世界遺産マイスター/国宝の伝道師Kの「地球に感謝!」

世界遺産検定マイスター、国宝の伝道師保有の読書好き。書籍、世界遺産、国宝という切り口でご案内します。最近は「仕事の心理学」として、様々な事象を心理学的見地から考察しています。

【読了】ヘッセ「車輪の下に」

今年36冊目読了。神学校をドロップアウトし詩人になった筆者が、自身の経験を下敷きにしながら若者の苦悩を描く一冊。

エリートの主人公の全能感から、天才肌ながら魅力的な友人に惹かれていく様子、そしてそれによって道を外れていく過程が怖ろしくリアル(→ま、ほぼ筆者の私小説といっても過言ではないのだが)。若者の揺れ動く心のもろさ、はかなさは、15歳ころに本作を読むべきだった…と思う40越えのオッサンの素直な感覚(苦笑)。

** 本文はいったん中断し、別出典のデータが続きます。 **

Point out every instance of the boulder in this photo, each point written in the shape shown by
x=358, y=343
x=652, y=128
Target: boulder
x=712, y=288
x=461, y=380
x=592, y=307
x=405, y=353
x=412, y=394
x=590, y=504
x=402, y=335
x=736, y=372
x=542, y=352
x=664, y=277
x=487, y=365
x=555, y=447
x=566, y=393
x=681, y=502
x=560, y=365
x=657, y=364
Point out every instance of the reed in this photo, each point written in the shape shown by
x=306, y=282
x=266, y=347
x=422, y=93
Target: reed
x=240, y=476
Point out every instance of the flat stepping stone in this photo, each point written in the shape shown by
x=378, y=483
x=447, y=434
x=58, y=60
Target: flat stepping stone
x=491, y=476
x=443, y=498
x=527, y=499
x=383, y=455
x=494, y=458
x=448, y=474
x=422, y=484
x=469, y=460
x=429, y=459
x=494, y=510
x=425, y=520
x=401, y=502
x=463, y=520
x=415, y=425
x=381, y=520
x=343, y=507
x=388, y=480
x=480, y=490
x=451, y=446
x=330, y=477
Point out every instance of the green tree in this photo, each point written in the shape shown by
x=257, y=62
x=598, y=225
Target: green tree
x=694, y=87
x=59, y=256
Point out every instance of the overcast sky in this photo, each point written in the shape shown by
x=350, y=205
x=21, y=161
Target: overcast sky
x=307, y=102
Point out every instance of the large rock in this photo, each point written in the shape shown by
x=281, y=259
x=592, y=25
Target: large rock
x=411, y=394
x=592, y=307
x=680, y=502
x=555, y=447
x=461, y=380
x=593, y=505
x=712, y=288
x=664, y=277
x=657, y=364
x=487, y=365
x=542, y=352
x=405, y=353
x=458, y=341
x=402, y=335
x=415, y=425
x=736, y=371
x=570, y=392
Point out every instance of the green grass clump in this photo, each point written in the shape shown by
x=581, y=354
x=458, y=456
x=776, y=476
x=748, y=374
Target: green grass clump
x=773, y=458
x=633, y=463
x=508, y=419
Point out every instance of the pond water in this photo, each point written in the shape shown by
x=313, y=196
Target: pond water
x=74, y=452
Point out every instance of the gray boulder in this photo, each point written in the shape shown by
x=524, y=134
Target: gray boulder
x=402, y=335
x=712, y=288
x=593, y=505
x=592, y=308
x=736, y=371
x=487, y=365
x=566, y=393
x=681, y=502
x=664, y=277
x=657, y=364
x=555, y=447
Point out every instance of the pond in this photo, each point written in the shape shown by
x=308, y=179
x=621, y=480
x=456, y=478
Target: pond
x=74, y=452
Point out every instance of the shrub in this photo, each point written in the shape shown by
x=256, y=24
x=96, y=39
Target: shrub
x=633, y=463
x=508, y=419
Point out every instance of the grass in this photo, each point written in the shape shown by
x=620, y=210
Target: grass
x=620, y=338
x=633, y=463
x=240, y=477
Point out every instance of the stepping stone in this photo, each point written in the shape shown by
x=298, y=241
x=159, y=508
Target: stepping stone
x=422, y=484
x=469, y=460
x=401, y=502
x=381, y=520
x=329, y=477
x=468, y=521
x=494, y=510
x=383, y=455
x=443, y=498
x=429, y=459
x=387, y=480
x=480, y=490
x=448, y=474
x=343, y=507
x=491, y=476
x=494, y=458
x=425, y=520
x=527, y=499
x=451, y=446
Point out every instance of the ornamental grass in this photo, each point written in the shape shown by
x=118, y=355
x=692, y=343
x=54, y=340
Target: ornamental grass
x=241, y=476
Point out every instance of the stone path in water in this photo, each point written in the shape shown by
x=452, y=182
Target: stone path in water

しかし、実際には、ドロップアウト後の人生もまた長いわけで。そのあとの人生の灰色加減、暗さ、その中で覚える初恋の魅力、そして周りから「あいつは落ちぶれた」という冷たい目線、そんな中で自分を探しさまよう姿…これまたヘッセの体験があったのだろう。いちいち描写がリアルで、胸に突き刺さる。なんなら、昨今の「自分探し」をしている若者たちに読んでもらいたいくらいだ。そのラストの衝撃と共に、人生を考える参考になるだろう。

求道的な真面目さと、享楽的な明るさと。その双方は、両立できないものなのか…と思わずにはいられない。あるいは、その双方を往来しながら、だんだん人間は深まっていくものなのかもしれない。純粋でないと流されるが、純粋のままでは生きていけない。さはさりとて、純粋さを持ち続けないとただ何者でもない自分にしかなり得ない。いろいろなことを考えさせられる。

この本、15歳頃で読むべき本だが、改めて中年になって再読するという読み方もあるだろう。実際、初読ながら、自分は思うところが多かった。